酔う理由は、今作のように1人称視点でのプレイでは、例えば鼻の頭など視線の基準となる物体が無いため、現実で歩くときとの感覚の違いがより強調されてしまい脳が混乱するという仕組みだ。一応画面中央に緑の点が表示されるのだが、それにかなり意識を集中しないと酔い止めの効果が発揮されないため、背景を楽しむどころではなくなり本末転倒になってしまう。
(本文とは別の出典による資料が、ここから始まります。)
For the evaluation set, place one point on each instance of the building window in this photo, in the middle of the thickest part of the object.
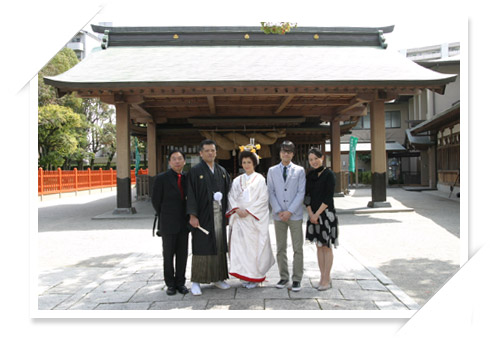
(392, 119)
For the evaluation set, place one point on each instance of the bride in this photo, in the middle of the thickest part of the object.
(250, 249)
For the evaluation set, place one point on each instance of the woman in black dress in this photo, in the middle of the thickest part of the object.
(322, 224)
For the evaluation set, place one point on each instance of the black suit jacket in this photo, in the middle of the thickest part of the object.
(168, 204)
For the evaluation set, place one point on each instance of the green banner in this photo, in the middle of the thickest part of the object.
(352, 154)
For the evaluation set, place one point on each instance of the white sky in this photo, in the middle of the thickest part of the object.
(415, 25)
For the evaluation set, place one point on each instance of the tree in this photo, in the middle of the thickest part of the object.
(109, 141)
(98, 115)
(61, 62)
(93, 112)
(58, 134)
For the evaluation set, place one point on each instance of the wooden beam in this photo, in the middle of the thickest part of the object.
(141, 110)
(212, 105)
(284, 102)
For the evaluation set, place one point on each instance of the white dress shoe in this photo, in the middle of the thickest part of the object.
(196, 289)
(252, 285)
(222, 285)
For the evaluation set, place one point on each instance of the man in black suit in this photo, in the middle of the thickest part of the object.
(168, 199)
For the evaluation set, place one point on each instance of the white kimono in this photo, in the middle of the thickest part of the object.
(250, 248)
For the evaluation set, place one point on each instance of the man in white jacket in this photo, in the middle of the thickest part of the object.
(286, 184)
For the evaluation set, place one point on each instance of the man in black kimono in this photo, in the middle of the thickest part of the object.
(168, 199)
(207, 200)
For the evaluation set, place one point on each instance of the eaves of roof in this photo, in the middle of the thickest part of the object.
(241, 66)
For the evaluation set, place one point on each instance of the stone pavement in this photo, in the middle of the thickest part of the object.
(135, 282)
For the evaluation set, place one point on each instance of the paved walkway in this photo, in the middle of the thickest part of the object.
(134, 281)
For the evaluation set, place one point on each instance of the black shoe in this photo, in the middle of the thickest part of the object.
(182, 289)
(296, 286)
(281, 284)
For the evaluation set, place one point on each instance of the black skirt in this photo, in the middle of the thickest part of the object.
(326, 232)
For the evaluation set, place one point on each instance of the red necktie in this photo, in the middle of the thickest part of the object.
(179, 183)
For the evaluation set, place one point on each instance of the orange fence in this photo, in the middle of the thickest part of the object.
(58, 181)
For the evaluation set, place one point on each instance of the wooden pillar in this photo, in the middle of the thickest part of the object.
(432, 151)
(335, 152)
(123, 161)
(151, 137)
(378, 155)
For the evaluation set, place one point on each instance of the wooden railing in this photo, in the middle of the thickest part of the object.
(58, 181)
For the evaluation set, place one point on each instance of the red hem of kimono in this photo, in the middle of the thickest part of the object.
(241, 277)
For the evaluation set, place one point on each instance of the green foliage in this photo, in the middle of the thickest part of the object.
(60, 63)
(58, 134)
(274, 28)
(90, 136)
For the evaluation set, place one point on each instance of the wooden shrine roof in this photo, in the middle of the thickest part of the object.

ゲームの進行により発生する変化は、通れる道や場所、人物にが少し違いが出る程度なのだが、VRでは人とすれ違うだけでも心臓が高鳴る独特の緊張感が発生する。そういった小さな変化でもより高いリアリティを持って感じ取ることができるため、意外と飽きることなくVR世界のクーロンの街並みを、常に新鮮な感覚で散策できる。たとえゲーム性がもっとシンプルになっていたとしても問題なかっただろう。

もの凄く単調な行動の繰り返しとなっているが、不思議と魅了されてVR特有のなんとも形容しがたい魅力にあふれている。強烈に引きつけられるわけではないが、後ろ髪を引かれる感じで気がつくとクーロンの街を散策している自分がいる。非常に度胸のいることだと思うが、筆者としては余計なことは考えず、街中の環境音の物足りない部分やステージ毎の街並みの変化など、貪欲に息吹を感じるクーロンの街をもっと作り込んでほしかった。